Not surprisingly, although the focus is not on forex, Paul’s expertise is able to attract the attention of forex traders, especially among lovers of scalping techniques. So, what are the secrets of Paul Rotter’s success?
In every trade, Paul always applies the principle of money management with the aim of targeting profits and limiting existing losses.

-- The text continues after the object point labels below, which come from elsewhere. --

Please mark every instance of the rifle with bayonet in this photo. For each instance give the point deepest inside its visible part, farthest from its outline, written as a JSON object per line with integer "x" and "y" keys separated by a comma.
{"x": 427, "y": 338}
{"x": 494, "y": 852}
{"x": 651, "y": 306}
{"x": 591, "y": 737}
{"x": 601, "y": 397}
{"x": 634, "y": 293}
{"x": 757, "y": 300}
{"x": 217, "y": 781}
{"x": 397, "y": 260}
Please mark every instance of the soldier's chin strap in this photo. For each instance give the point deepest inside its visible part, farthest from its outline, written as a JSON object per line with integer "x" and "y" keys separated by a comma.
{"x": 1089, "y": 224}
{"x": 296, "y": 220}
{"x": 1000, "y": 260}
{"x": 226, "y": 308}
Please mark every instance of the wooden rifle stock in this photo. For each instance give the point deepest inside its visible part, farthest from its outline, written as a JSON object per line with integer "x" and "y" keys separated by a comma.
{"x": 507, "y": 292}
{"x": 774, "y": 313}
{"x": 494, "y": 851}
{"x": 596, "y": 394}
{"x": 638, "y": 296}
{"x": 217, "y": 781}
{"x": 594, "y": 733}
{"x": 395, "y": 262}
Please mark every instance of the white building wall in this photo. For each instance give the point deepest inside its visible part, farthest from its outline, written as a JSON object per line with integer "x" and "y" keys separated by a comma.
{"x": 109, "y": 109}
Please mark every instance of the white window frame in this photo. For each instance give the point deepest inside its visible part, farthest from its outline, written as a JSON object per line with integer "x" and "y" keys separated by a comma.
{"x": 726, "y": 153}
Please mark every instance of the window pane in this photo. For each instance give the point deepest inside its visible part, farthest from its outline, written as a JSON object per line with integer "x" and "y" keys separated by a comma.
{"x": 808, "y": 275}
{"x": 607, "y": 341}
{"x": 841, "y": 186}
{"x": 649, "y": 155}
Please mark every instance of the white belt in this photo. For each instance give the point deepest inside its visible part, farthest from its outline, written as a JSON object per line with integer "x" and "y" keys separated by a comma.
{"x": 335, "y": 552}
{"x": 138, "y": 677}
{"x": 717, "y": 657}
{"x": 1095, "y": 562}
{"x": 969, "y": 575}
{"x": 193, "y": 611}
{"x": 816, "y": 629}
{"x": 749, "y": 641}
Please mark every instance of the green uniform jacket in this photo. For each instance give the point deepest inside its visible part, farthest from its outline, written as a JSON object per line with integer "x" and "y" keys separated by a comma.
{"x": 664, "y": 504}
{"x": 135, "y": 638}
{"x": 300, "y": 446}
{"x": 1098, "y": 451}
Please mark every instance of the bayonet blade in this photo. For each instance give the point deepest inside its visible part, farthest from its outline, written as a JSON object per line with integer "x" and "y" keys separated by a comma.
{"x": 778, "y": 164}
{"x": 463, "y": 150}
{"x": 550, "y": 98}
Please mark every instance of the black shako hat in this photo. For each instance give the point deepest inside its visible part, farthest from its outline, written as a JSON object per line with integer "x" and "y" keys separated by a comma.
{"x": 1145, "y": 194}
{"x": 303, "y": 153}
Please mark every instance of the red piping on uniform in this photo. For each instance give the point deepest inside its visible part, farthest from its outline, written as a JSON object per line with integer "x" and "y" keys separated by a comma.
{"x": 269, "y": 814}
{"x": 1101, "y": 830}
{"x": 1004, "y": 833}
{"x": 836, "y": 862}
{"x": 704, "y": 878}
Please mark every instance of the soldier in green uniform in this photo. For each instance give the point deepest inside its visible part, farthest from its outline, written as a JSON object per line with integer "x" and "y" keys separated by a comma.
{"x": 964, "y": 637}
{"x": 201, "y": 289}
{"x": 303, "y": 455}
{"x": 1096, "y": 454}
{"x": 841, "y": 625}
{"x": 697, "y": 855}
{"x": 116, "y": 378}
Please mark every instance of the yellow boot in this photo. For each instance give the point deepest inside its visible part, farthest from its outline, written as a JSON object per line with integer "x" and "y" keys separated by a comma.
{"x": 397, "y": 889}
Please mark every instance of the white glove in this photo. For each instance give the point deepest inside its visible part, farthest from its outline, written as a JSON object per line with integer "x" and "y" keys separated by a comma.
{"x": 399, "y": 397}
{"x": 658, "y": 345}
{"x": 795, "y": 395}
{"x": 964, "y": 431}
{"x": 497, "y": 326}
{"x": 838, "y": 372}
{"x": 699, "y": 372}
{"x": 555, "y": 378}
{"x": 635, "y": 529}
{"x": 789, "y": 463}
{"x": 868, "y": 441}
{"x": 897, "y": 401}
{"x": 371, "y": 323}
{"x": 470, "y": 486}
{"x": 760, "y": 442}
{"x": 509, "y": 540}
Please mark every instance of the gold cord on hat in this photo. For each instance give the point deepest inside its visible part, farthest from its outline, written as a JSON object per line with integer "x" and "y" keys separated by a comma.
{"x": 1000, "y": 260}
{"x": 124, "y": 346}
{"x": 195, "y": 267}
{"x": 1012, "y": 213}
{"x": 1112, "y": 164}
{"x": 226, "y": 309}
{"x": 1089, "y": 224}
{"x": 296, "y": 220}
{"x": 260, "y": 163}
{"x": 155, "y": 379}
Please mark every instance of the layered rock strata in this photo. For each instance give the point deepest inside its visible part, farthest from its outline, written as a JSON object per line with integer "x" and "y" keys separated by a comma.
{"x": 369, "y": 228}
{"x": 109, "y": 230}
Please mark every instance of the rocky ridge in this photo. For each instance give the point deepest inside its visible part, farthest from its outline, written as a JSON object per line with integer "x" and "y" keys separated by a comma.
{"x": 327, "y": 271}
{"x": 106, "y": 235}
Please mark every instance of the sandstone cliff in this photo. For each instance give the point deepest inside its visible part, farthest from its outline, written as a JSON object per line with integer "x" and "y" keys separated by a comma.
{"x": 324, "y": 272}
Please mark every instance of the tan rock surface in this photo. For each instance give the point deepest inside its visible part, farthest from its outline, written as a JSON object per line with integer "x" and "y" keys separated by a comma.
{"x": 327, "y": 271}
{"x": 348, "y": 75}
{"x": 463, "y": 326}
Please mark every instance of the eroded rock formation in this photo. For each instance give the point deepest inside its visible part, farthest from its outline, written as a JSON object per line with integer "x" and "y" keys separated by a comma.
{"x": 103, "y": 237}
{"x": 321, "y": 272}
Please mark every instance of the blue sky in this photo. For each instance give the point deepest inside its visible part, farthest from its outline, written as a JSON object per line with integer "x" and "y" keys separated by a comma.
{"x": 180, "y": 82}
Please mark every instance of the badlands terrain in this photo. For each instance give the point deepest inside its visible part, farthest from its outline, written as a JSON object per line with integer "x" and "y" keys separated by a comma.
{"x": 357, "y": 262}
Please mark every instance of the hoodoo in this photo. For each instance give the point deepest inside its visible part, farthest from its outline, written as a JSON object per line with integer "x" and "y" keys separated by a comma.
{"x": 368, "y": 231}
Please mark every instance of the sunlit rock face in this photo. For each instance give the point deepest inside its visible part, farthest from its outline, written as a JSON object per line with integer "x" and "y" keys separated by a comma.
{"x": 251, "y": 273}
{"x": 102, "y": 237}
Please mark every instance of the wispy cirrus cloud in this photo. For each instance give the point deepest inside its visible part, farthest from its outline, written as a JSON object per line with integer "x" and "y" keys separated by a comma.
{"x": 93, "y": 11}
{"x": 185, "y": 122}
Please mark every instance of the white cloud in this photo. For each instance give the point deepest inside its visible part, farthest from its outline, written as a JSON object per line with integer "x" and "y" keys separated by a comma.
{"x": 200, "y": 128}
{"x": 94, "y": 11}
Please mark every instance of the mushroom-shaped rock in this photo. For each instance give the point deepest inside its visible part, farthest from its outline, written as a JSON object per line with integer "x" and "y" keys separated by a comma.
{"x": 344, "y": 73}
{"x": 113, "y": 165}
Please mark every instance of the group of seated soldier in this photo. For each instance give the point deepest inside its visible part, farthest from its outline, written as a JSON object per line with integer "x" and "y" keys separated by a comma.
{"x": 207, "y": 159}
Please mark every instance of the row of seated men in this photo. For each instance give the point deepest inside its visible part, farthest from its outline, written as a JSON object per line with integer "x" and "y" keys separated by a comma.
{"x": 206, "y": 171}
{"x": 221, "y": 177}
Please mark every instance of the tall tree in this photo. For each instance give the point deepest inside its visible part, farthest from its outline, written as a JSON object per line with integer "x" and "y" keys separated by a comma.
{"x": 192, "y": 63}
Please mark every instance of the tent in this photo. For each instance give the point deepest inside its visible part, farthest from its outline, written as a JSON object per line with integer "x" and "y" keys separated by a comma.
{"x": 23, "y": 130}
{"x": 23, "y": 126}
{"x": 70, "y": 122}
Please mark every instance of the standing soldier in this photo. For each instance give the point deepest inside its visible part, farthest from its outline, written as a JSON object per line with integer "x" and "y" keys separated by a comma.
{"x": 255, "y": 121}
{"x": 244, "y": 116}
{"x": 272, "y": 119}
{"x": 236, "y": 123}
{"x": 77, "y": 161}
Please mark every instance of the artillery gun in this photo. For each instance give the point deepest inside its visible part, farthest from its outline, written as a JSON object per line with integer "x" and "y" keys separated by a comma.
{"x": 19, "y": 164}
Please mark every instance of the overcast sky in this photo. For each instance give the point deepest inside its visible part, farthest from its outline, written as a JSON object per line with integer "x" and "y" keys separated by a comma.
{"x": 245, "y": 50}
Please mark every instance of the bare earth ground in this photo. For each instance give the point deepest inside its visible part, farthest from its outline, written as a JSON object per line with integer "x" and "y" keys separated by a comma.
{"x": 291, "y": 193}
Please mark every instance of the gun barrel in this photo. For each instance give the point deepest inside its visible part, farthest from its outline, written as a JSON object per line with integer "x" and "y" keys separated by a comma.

In addition, his ability to act aggressively such as changing positions in a fast time to gain positive momentum made Paul finally succeed in making profits in every trade.
Even his courage in doing this trade makes him a legend scalping trader. His success in applying the scalping trading style has made him one of the successful traders who are still known today.
Not only Paul Rotter, but Edwin Shin is also one of the other successful traders from South Korea. Shin became one of the young traders who learned trading while still in school on a self-taught.
When Shin started trading with real accounts he had experienced losses. However, from his losses and mistakes, Shin began to learn to be more careful in trading. He is always aware of what is happening in the market and will try to find opportunities to take the opportunities that arise.
Shin’s early career in the trading world also started with a scalping strategy. To learn this strategy, it took Shin quite a long time until finally, he was able to master this strategy and managed to make a profit of $ 1000 dollars in a day.
In fact, he set a record as a young trader who was 27 years old as a successful trader with a scalping strategy.
Amazing isn’t it?
Well, from the success story of Paul and Shin above, we can take important lessons that we can implement in trading, especially if you want to apply a scalping strategy. Here are the tips:
Trading tips with scalping strategy
If you are one of the brave traders who want to try a scalping strategy in forex trading, it is better to choose a major currency pair that has high liquidity and trading activity.
In addition, you can run your strategy by choosing the times when there is “overlapping” such as when the Asian, European, and London markets are always equally active.
You can try one of the simple scalping techniques that you think is the most promising. Whatever your choice later, be it 1-minutes or 5-minutes scalping, you can apply the following six tips when using a scalping strategy:
- Try it on a demo account. Test the scalping strategy on a demo account before you decide to use a real account that uses real capital. You can easily get a demo trading account here.
- Minimize risk. Never risk more than your traded amount in one position.
- Don’t add too many indicators. Follow the rules of the existing strategy. If the trading system that is made only relies on 2 indicators, it is not recommended that you add more technical indicators.
- Master a scalping technique that you feel is suitable to use. Applying too many strategies at one time will make the concentration more easily split.
- Control the number of trading positions. Scalping does have the meaning of “many open positions equals many profit opportunities”. However, this does not mean that traders can freely open an unlimited number of positions. Always take into account the resilience of the funds you have when determining the number of positions you can open. Do not let the number of trades owned exceed the capital capacity and risk tolerance.
- Always Focus. Scalping is an aggressive strategy that requires high concentration. For this reason, it is important to avoid things that can distract you when implementing a scalping strategy.